Akdeniz doğalgazına etkisi
TürkAkım projesi, Doğu Akdeniz’de İsrail açıklarındaki sahalarla, Kıbrıs çevresindeki sahalardan çıkarılacak gazın Avrupa’ya taşınmasına ilişkin alternatif projeleri de etkileyecek öneme sahip. Çünkü Avrupa Birliği’nin, Türkiye üzerinden gelen ve Yunanistan ya da Bulgaristan sınırında, yani hemen kapısında bulduğu Rus doğalgazına hayır demesi çok kolay olmayacak. Tüm bunlar da gösteriyor ki, TürkAkım doğalgaz boru hattı projesi, sadece Türkiye ve Rusya açısından değil, Balkanlar, Kafkaslar, Ortadoğu ve Doğu Akdeniz’deki enerji oyununda yeni bir denge unsuru olarak yerini almış durumda. Hem de inşaatı henüz sonuçlanmamışken.
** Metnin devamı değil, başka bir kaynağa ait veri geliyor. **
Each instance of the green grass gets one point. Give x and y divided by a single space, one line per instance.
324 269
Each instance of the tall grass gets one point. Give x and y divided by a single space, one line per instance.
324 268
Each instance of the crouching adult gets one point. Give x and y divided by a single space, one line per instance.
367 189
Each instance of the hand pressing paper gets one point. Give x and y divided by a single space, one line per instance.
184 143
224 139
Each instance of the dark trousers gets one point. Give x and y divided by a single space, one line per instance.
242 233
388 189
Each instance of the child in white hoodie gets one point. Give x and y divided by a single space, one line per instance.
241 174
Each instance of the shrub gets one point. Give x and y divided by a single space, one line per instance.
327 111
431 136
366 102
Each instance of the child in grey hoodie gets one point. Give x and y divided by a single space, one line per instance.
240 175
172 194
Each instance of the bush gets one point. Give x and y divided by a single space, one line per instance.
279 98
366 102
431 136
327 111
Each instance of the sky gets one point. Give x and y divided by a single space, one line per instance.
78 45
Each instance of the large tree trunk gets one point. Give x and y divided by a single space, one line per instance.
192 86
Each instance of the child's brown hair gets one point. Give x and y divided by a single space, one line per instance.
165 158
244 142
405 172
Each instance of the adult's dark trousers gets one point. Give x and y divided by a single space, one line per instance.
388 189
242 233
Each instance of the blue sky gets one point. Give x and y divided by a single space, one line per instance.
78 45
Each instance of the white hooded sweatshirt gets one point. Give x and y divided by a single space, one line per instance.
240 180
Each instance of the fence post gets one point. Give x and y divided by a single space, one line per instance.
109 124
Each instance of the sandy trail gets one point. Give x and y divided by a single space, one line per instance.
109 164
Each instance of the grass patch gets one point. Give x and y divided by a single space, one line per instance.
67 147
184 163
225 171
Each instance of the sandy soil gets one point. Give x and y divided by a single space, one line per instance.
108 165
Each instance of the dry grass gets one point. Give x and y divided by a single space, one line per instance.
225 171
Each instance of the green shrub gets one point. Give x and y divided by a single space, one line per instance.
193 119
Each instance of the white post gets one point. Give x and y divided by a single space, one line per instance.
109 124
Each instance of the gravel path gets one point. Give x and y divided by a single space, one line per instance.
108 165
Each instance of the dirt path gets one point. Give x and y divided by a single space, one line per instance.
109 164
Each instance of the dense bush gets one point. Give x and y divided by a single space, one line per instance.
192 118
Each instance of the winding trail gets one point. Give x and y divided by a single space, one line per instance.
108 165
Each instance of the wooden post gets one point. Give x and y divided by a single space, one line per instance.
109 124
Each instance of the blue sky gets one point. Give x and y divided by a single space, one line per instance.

Bu arada, TürkAkım üzerinden ilk gaz akışının 2019 yılı sonlarında gerçekleşmesi hedefleniyor.
Gazbir Başkanı Yaşar Arslan: Türkakım bölgesek gaz arzı denklemine bir çözüm olacak
Türk Akım Projesi Avrupa’nın ve ülkemizin enerji kaynaklarının çeşitlendirilmesinin yanı sıra arz güvenliğinin sağlanmasında önemli bir kaynak olarak görülüyor. Toplam 31.5 milyar metreküplük projenin bir hattı direkt olarak Türkiye’nin ihtiyacını karşılayacak. Diğer hattan ise yine kendi enerji arz güvenliğini sağlama almak isteyen Güneydoğu Avrupa ülkelerinin ihtiyacı karşılanacak. Proje tamamlandığında Türkiye için yıllık 15.75 milyar metreküplük bir kapasite sağlanmış olacak. İlerleyen yıllarda Türkiye’nin artan talebini karşılamak için bir anahtar olarak görülen bu proje, coğrafyamızda yer alan gaz arzı denklemine bir çözüm üretecektir. Türkiye’nin doğalgaz talebi her yıl artıyor. Doğalgaz kullanımı yaygınlaşıyor. Dağıtım şirketlerinin yeni yatırımlarıyla sektör yıllık yaklaşık yüzde 8 büyüyor. Büyüyen bu talebin karşılanması yeni arz kaynaklarının ülkemize girişiyle mümkün. TürkAkım projesi hayata geçtiğinde yıllık ortalama 15 milyon hanenin ilave doğal gaz ihtiyacını karşılayabilecek bir kapasite oluşacak. Bu bakımdan TürkAkım Projesi’ni önemli buluyoruz.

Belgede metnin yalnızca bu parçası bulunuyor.